1983年の出版というから、かれこれ30年以上も昔の本だ。
これがマンションなら、築30年以上ともなれば、相当ヴィンテージ感があるだろうが、
河合隼雄の本は、今読んでも古さを感じさせない。
それだけ、射程の長い論考になっていると言えるだろう。



河合隼雄によれば、現代において大人になるのが難しのは、未開社会のようなイニシエーションによっては大人になることができない社会を生きているからである。
成熟社会と呼ばれる現在、社会は刻刻変化し、変化に合わせて大人の定義も変化していく。
そのとらえどころのない状況の中で、大人への変化を個人個人で完了させなければならないということだ。
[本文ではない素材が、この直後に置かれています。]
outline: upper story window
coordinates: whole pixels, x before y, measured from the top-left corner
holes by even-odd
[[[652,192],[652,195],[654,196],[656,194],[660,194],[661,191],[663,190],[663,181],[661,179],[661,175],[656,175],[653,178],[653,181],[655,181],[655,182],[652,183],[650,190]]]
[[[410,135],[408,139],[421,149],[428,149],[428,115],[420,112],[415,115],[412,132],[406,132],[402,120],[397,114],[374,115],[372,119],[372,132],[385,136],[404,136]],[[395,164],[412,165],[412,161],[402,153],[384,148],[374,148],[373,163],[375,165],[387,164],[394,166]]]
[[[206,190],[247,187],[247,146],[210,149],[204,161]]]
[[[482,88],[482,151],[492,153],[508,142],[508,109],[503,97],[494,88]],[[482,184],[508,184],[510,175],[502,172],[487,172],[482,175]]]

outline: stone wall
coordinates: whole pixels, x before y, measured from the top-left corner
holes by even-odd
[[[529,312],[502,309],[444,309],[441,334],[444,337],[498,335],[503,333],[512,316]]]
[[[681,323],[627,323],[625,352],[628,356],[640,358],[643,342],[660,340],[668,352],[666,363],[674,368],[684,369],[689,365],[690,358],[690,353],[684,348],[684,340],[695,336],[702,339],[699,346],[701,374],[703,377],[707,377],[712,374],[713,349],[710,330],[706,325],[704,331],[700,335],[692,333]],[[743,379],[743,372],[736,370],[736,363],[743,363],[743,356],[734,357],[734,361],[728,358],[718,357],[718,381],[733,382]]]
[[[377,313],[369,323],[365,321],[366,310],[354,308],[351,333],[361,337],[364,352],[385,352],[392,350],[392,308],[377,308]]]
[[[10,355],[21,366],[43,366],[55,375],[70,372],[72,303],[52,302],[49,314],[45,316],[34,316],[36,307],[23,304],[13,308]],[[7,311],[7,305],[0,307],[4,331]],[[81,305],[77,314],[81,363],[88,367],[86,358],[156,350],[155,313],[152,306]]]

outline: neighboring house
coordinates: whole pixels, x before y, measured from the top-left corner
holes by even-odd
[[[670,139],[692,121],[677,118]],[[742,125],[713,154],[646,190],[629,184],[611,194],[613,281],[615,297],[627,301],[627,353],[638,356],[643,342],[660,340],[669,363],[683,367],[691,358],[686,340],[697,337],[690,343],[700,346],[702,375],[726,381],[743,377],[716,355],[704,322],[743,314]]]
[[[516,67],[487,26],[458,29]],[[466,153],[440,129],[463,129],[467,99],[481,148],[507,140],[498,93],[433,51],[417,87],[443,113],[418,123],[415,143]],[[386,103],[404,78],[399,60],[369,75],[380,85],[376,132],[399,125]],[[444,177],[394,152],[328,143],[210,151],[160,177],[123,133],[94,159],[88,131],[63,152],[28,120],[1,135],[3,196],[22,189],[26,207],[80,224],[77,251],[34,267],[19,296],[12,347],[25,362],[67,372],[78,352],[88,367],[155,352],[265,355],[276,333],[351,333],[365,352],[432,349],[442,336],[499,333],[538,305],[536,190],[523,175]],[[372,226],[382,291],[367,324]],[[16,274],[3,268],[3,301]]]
友だち関係について、「影の共有」ということが指摘されていた。
自分の影(負の側面)と対決を避け、同じ影を持つ友人と戯れることで、影から目を背けようとする。
一緒になって誰かの悪口を言い合ったりする。
そのような関係は、本当の成長を阻害することになる、と河合は言う。
だから、そこから成長するためには、そうした影の共有関係を解消しなければならない。
あるいは、対決しなければならない。

こう書いて思い出すことがある。
自分が、どれだけ友を傷つけ、友を失ってきたか、である。
傷つけた相手は、男だけでなく、女もいた。
その後遺症が、自分の中で尾を引きずっている。
傷は瘡蓋(かさぶた)になり、それが昔は生々しい痛みを伴う傷だった痕跡をとどめている。
友と呼べる存在を持たずに生きている。
どこか自罰的になり、孤立を好むようになった。
でも、今日も駅を歩きながら、あの人は今頃どうしているのだろう?と思った。

多くの仲間を失い、自分を損ない、そうこうしている間に不惑を過ぎ、
今自分は何をしているのか。
まだまだトンネルの中を彷徨っている気分だ。
やはり、その意味を自分の中で何かに昇華させていくべきなのだ。
自分の影と対決すべき時にいるのだ。
きっと、自分の影を克服し、乗り越え、その先に新たな創造が待っている。
その時初めて、僕は僕なりに大人への道を歩んでいると自信を持って言えるにちがいない。